Pure Prevention cohorts (Group 1) included 49 studies (N = 142,447). Pooled results at follow-up at one year or less found no overall effect of intervention curricula versus control (odds ratio (OR) 0.94, 95% confidence interval (CI) 0.85 to 1.05). In a subgroup analysis, the combined social competence and social influences curricula (six RCTs) showed a statistically significant effect in preventing the onset of smoking (OR 0.49, 95% CI 0.28 to 0.87; seven arms); whereas significant effects were not detected in programmes involving information only (OR 0.12, 95% CI 0.00 to 14.87; one study), social influences only (OR 1.00, 95% CI 0.88 to 1.13; 25 studies), or multimodal interventions (OR 0.89, 95% CI 0.73 to 1.08; five studies). In contrast, pooled results at longest follow-up showed an overall significant effect favouring the intervention (OR 0.88, 95% CI 0.82 to 0.96). Subgroup analyses detected significant effects in programmes with social competence curricula (OR 0.52, 95% CI 0.30 to 0.88), and the combined social competence and social influences curricula (OR 0.50, 95% CI 0.28 to 0.87), but not in those programmes with information only, social influence only, and multimodal programmes.

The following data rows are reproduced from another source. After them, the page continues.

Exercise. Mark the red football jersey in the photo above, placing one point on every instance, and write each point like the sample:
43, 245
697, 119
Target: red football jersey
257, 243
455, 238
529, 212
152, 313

Change in Smoking Behaviour over time (Group 2) included 15 studies (N = 45,555). At one year or less there was a small but statistically significant effect favouring controls (standardised mean difference (SMD) 0.04, 95% CI 0.02 to 0.06). For follow-up longer than one year there was a statistically nonsignificant effect (SMD 0.02, 95% CI -0.00 to 0.02).

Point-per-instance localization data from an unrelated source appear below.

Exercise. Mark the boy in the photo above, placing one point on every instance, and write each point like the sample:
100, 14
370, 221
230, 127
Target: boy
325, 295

Twenty-five studies reported data on the Point Prevalence of Smoking (Group 3), though heterogeneity in this group was too high for data to be pooled.
We were unable to analyse data for 49 studies (N = 152,544).
Subgroup analyses (Pure Prevention cohorts only) demonstrated that at longest follow-up for all curricula combined, there was a significant effect favouring adult presenters (OR 0.88, 95% CI 0.81 to 0.96). There were no differences between tobacco-only and multifocal interventions. For curricula with booster sessions there was a significant effect only for combined social competence and social influences interventions with follow-up of one year or less (OR 0.50, 95% CI 0.26 to 0.96) and at longest follow-up (OR 0.51, 95% CI 0.27 to 0.96). Limited data on gender differences suggested no overall effect, although one study found an effect of multimodal intervention at one year for male students. Sensitivity analyses for Pure Prevention cohorts and Change in Smoking Behaviour over time outcomes suggested that neither selection nor attrition bias affected the results.

Authors' conclusions

Pure Prevention cohorts showed a significant effect at longest follow-up, with an average 12% reduction in starting smoking compared to the control groups. However, no overall effect was detected at one year or less. The combined social competence and social influences interventions showed a significant effect at one year and at longest follow-up. Studies that deployed a social influences programme showed no overall effect at any time point; multimodal interventions and those with an information-only approach were similarly ineffective.
Studies reporting Change in Smoking Behaviour over time did not show an overall effect, but at an intervention level there were positive findings for social competence and combined social competence and social influences interventions.